The Food and Drug Administration (FDA) has approved Oxbryta (voxelotor; Global Blood Therapeutics) for the treatment of sickle cell disease (SCD) in adults and pediatric patients 12 years of age and older. The indication is approved under accelerated approval based on increase in hemoglobin (Hb); continued approval may be contingent upon verification and description of clinical benefit in confirmatory trials.
Voxelotor is a sickle hemoglobin (HbS) polymerization inhibitor that binds to HbS and exhibits preferential partitioning to red blood cells. “With Oxbryta, sickle cells are less likely to bind together and form the sickle shape, which can cause low hemoglobin levels due to red blood cell destruction,” said Richard Pazdur, MD, director of the FDA’s Oncology Center of Excellence and acting director of the Office of Oncologic Diseases in the FDA’s Center for Drug Evaluation and Research. “This therapy provides a new treatment option for patients with this serious and life-threatening condition.”
The approval was based on data from the phase 3 HOPE study that evaluated the safety and efficacy of Oxbryta vs placebo in 274 patients with SCD (median age: 24 years; median baseline Hb: 8.5g/dL). The primary end point of the study was Hb response rate defined as the proportion of patients with an Hb increase of >1g/dL from baseline to Week 24.
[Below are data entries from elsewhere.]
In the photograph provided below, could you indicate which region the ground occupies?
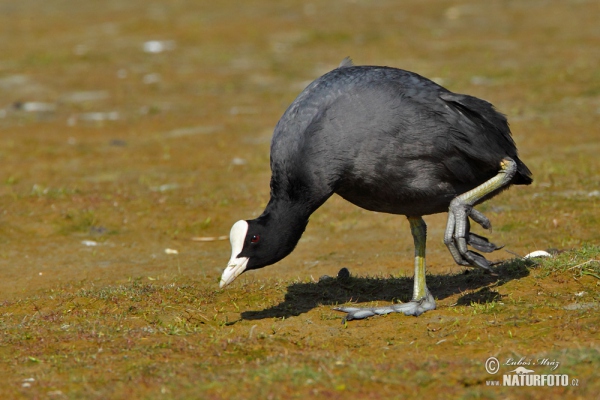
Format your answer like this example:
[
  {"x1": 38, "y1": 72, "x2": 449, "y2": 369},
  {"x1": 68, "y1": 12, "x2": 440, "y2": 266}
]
[{"x1": 0, "y1": 0, "x2": 600, "y2": 399}]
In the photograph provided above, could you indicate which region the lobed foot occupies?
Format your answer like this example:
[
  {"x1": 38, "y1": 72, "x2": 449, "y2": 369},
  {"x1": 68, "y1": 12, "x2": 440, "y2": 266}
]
[
  {"x1": 334, "y1": 290, "x2": 435, "y2": 323},
  {"x1": 444, "y1": 157, "x2": 517, "y2": 271}
]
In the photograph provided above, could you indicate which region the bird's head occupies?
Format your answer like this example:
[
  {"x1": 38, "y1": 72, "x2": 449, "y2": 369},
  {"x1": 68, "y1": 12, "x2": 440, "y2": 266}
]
[{"x1": 219, "y1": 216, "x2": 306, "y2": 287}]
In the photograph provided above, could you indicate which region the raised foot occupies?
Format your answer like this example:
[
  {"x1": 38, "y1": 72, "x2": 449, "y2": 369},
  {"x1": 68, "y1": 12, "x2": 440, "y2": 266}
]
[
  {"x1": 444, "y1": 157, "x2": 517, "y2": 271},
  {"x1": 334, "y1": 290, "x2": 435, "y2": 323},
  {"x1": 444, "y1": 205, "x2": 503, "y2": 271}
]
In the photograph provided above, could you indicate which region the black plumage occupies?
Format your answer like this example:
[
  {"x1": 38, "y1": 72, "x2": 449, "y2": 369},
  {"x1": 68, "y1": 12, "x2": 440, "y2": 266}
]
[{"x1": 219, "y1": 63, "x2": 532, "y2": 322}]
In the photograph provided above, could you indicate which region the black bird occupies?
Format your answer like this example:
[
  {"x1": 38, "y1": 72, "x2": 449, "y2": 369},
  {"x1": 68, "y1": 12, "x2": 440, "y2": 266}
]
[{"x1": 220, "y1": 58, "x2": 532, "y2": 320}]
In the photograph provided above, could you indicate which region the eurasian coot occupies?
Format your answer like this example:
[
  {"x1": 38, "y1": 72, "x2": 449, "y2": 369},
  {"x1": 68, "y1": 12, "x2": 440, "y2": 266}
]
[{"x1": 220, "y1": 59, "x2": 532, "y2": 320}]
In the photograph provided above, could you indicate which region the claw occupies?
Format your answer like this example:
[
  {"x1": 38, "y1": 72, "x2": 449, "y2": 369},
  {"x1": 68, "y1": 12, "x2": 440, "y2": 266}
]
[
  {"x1": 467, "y1": 232, "x2": 504, "y2": 253},
  {"x1": 469, "y1": 208, "x2": 492, "y2": 229},
  {"x1": 463, "y1": 250, "x2": 492, "y2": 272},
  {"x1": 334, "y1": 290, "x2": 435, "y2": 324}
]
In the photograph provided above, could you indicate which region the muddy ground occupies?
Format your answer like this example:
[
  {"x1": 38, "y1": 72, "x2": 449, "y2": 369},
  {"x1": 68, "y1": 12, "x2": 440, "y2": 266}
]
[{"x1": 0, "y1": 0, "x2": 600, "y2": 398}]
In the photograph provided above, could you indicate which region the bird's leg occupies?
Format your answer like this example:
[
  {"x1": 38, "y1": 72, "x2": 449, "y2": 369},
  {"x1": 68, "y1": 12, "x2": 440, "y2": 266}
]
[
  {"x1": 444, "y1": 157, "x2": 517, "y2": 271},
  {"x1": 334, "y1": 217, "x2": 435, "y2": 321}
]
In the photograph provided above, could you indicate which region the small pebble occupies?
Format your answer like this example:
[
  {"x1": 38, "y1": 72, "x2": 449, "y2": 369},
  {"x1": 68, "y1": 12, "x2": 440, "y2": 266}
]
[{"x1": 338, "y1": 267, "x2": 350, "y2": 279}]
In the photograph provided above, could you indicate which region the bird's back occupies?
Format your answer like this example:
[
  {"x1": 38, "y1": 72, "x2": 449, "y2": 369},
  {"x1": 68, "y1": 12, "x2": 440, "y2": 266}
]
[{"x1": 271, "y1": 66, "x2": 531, "y2": 215}]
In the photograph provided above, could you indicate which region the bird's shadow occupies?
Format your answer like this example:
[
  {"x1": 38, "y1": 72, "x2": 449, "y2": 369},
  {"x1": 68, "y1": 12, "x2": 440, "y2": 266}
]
[{"x1": 241, "y1": 259, "x2": 535, "y2": 320}]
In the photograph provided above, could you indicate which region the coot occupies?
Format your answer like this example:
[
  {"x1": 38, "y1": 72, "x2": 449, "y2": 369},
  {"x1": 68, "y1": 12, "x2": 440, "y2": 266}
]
[{"x1": 220, "y1": 59, "x2": 532, "y2": 320}]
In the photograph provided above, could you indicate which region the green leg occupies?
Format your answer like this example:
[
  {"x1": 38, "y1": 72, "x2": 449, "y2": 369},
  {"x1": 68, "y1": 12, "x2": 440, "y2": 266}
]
[
  {"x1": 408, "y1": 217, "x2": 427, "y2": 301},
  {"x1": 444, "y1": 158, "x2": 517, "y2": 270}
]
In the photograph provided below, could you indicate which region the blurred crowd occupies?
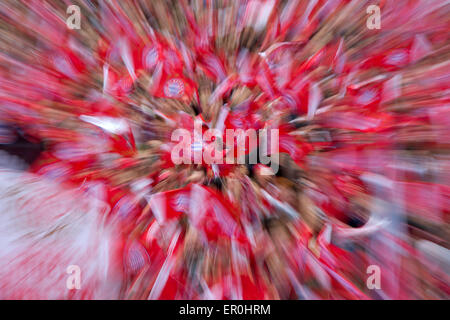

Results showed the response rate for Oxbryta was 51.1% compared with 6.5% for placebo (P<.001). Additionally, the adjusted mean change from baseline to Week 24 in Hb was 1.14g/dL in the Oxbryta group vs -0.08g/dL for the placebo group (P<.001). With regard to safety, the most common treatment-emergent adverse reactions included headache, diarrhea, abdominal pain, nausea, fatigue, rash and pyrexia.
Oxbryta is supplied as 500mg tablets and is expected to be available through specialty pharmacies within 2 weeks.